Aldus gewezen door mr. W.J.B. Cornelissen, voorzitter, mr. L.E.C. van Rijckevorsel-Besier en mr. E.W. Akkerman, rechters en in tegenwoordigheid van mr. E.N.M. van de Beld, griffier in het openbaar uitgesproken op
Tegen deze uitspraak kunnen partijen binnen zes weken na de verzenddatum:
- hoger beroep instellen bij het gerechtshof te Arnhem (belastingkamer), Postbus 9030, 6800 EM Arnhem;
dan wel
- beroep in cassatie instellen bij de Hoge Raad der Nederlanden (belastingkamer), Postbus 20303, 2500 EH Den Haag, mits de wederpartij daarmee schriftelijk instemt. N.B. Bij het bestuursorgaan berust de bevoegdheid tot het instellen van beroep in cassatie niet bij de ambtenaar die de procedure voor de rechtbank heeft gevoerd.

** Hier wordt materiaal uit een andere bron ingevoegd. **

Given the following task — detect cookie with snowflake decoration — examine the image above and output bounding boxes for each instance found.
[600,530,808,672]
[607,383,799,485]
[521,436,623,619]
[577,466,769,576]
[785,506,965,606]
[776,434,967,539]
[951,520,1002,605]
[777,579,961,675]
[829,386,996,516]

Bij het instellen van hoger beroep dan wel beroep in cassatie dient het volgende in acht te worden genomen:
1 - bij het beroepschrift wordt een afschrift van deze uitspraak overgelegd.
2 - het beroepschrift moet ondertekend zijn en ten minste het volgende vermelden:
a. de naam en het adres van de indiener;
b. een dagtekening;
c. een omschrijving van de uitspraak waartegen het hoger beroep dan wel het beroep in cassatie is ingesteld;
d. de gronden van het hoger beroep dan wel het beroep in cassatie.
Bij het instellen van beroep in cassatie dient daarnaast in acht te worden genomen dat bij het beroepschrift een schriftelijke verklaring van de wederpartij wordt gevoegd, inhoudende dat wordt ingestemd met het instellen van beroep in cassatie tegen de uitspraak van de rechtbank.